Before vaccines are marketed and used, they must be evaluated and approved by a national regulatory authority (NRA). The Food and Drug Administration (FDA) is the NRA in the USA responsible for overseeing and regulating the manufacturing, marketing, and distribution of vaccines. The paper aims to discuss this issue.
Developed countries have established governmental regulatory agencies to review and determine the safety and effectiveness of vaccines to ensure that the manufacture, sale, and use of vaccines are adequately regulated. However, even today, many developing countries do not have established NRAs.

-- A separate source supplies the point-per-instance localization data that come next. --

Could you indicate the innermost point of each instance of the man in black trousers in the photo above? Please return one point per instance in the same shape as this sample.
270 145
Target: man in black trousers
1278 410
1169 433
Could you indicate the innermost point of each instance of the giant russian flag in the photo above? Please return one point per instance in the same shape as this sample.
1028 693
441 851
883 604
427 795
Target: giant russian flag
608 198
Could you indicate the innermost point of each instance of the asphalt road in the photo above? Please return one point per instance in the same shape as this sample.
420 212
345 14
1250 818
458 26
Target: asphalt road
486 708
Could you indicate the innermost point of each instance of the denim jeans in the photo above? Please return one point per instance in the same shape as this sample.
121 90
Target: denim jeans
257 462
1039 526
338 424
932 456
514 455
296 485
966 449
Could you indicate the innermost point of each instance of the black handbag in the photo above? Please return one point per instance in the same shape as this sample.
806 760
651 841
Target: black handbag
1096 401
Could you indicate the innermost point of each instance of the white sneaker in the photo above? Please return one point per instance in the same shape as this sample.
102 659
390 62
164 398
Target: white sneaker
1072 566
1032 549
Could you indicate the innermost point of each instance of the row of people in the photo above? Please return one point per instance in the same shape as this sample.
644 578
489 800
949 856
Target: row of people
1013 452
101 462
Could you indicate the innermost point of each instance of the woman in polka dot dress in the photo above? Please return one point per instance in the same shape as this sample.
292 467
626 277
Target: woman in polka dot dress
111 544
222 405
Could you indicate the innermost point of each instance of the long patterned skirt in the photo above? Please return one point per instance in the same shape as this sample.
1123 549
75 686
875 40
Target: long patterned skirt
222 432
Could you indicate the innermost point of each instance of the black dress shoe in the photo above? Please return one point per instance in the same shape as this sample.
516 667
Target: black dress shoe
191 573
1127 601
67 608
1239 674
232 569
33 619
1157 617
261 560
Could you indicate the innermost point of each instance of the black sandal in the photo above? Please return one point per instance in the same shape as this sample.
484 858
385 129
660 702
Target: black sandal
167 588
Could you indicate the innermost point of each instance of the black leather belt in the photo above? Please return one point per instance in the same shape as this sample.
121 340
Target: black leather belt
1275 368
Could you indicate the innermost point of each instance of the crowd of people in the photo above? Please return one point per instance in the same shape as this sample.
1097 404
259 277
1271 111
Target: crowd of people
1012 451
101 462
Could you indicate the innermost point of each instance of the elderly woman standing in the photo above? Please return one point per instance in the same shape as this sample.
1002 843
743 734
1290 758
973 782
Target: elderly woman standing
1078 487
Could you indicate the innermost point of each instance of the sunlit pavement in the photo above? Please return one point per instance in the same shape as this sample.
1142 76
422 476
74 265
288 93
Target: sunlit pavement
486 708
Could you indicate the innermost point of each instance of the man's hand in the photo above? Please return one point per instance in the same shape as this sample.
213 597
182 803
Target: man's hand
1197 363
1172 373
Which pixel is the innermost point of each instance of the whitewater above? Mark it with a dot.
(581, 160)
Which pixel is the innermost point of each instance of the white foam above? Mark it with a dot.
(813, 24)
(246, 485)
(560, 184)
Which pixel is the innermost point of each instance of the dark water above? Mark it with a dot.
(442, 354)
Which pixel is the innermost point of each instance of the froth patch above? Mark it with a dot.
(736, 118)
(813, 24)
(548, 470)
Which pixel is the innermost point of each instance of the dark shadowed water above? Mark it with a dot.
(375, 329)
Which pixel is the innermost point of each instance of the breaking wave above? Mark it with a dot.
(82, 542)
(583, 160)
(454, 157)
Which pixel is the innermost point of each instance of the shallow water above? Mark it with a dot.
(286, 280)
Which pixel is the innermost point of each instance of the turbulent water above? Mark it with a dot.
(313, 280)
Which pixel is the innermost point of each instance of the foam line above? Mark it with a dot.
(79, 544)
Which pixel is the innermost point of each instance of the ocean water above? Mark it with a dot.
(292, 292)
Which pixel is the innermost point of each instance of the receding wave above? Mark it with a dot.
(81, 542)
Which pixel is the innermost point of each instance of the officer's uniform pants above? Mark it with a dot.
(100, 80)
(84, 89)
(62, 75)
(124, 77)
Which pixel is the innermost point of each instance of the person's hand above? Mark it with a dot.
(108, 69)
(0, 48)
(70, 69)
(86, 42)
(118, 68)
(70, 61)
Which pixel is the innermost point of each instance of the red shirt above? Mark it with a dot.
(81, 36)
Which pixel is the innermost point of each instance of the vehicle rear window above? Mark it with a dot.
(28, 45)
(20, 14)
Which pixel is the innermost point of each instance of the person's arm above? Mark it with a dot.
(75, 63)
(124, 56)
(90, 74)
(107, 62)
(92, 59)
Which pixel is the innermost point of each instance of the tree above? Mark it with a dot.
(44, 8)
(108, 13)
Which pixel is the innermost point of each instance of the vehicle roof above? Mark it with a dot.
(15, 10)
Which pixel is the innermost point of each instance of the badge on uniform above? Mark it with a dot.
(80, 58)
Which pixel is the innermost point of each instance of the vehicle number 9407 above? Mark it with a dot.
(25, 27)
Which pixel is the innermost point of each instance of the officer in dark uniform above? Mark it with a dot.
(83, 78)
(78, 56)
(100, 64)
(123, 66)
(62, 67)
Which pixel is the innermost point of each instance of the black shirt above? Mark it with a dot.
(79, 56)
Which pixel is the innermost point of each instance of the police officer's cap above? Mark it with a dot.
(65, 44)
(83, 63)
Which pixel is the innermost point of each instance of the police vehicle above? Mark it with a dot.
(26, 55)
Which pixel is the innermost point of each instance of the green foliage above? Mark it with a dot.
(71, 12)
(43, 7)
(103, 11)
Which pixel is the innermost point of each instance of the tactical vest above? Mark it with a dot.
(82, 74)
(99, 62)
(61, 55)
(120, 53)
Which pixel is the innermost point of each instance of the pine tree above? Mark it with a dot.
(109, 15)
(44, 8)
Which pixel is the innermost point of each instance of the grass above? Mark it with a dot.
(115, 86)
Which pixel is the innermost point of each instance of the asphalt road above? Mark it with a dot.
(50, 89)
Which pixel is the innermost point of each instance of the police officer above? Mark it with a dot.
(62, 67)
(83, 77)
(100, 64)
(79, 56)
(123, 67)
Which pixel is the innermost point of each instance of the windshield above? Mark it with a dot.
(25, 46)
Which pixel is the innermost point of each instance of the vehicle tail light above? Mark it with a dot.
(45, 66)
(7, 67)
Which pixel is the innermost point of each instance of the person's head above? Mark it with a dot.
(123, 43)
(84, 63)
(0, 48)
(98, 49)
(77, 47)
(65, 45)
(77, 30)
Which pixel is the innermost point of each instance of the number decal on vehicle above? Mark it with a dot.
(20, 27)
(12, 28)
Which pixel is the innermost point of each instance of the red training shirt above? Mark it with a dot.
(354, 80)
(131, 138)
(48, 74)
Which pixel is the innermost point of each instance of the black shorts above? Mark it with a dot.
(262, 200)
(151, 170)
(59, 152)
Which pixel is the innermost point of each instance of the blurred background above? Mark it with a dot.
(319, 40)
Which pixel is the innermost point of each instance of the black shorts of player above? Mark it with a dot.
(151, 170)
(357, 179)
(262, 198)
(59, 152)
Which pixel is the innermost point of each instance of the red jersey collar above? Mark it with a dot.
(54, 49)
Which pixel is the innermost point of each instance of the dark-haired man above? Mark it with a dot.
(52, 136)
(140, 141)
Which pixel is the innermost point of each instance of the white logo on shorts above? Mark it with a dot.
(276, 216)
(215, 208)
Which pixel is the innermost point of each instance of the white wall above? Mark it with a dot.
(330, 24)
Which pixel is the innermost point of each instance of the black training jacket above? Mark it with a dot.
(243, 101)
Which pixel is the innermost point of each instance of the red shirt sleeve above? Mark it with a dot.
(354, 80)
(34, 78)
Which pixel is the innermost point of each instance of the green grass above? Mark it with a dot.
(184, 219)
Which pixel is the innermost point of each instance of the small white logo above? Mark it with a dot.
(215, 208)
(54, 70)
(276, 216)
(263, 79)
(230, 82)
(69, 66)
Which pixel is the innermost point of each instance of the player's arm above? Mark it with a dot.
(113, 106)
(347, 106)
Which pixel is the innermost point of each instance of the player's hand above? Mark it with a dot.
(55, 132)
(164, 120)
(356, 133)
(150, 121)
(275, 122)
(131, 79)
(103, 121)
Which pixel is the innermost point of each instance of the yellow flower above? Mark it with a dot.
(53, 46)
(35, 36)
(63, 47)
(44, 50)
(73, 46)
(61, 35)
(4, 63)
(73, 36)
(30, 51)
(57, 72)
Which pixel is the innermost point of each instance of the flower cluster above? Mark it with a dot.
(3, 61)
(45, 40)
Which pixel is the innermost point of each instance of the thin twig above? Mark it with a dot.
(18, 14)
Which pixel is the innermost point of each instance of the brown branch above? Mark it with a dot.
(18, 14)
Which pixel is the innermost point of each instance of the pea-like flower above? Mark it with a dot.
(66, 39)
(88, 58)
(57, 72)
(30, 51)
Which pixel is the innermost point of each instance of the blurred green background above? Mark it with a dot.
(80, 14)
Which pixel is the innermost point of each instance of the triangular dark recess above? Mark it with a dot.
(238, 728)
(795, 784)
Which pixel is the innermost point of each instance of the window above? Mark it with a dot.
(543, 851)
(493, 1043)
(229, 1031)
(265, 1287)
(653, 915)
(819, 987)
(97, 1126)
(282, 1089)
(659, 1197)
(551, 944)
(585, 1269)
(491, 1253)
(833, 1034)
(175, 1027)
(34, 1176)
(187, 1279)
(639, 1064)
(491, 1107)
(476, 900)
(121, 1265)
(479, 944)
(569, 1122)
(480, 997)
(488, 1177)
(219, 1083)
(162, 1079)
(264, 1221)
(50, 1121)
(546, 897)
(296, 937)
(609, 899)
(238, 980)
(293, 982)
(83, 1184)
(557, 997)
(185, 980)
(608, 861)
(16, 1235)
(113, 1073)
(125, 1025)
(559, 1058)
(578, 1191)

Furthermore, despite similarities, there are still substantial differences in how regulatory authorities in different countries perform minimum functions required for effective regulation of pharmaceutical products, including vaccines. The World Health Organization (WHO), although not a governmental NRA, uses a consultative approach involving its Expert Committee on Biological Standardization and Biologicals Unit to develop regulatory criteria and identify and consolidate current consensus opinions on key regulatory issues. It is through this approach that WHO informs NRAs on the necessary scientific background required to assess and advise on optimal regulatory approaches and methodologies. This paper will focus on the evolution of the US FDA and its role in regulation of vaccines to illustrate the function of a vaccine NRA.
Vaccines are an important resource for protecting people and communities from the mortality and morbidity associated with many infectious diseases. The assessment, licensure, control and surveillance of vaccines are the responsibilities of government regulatory authorities.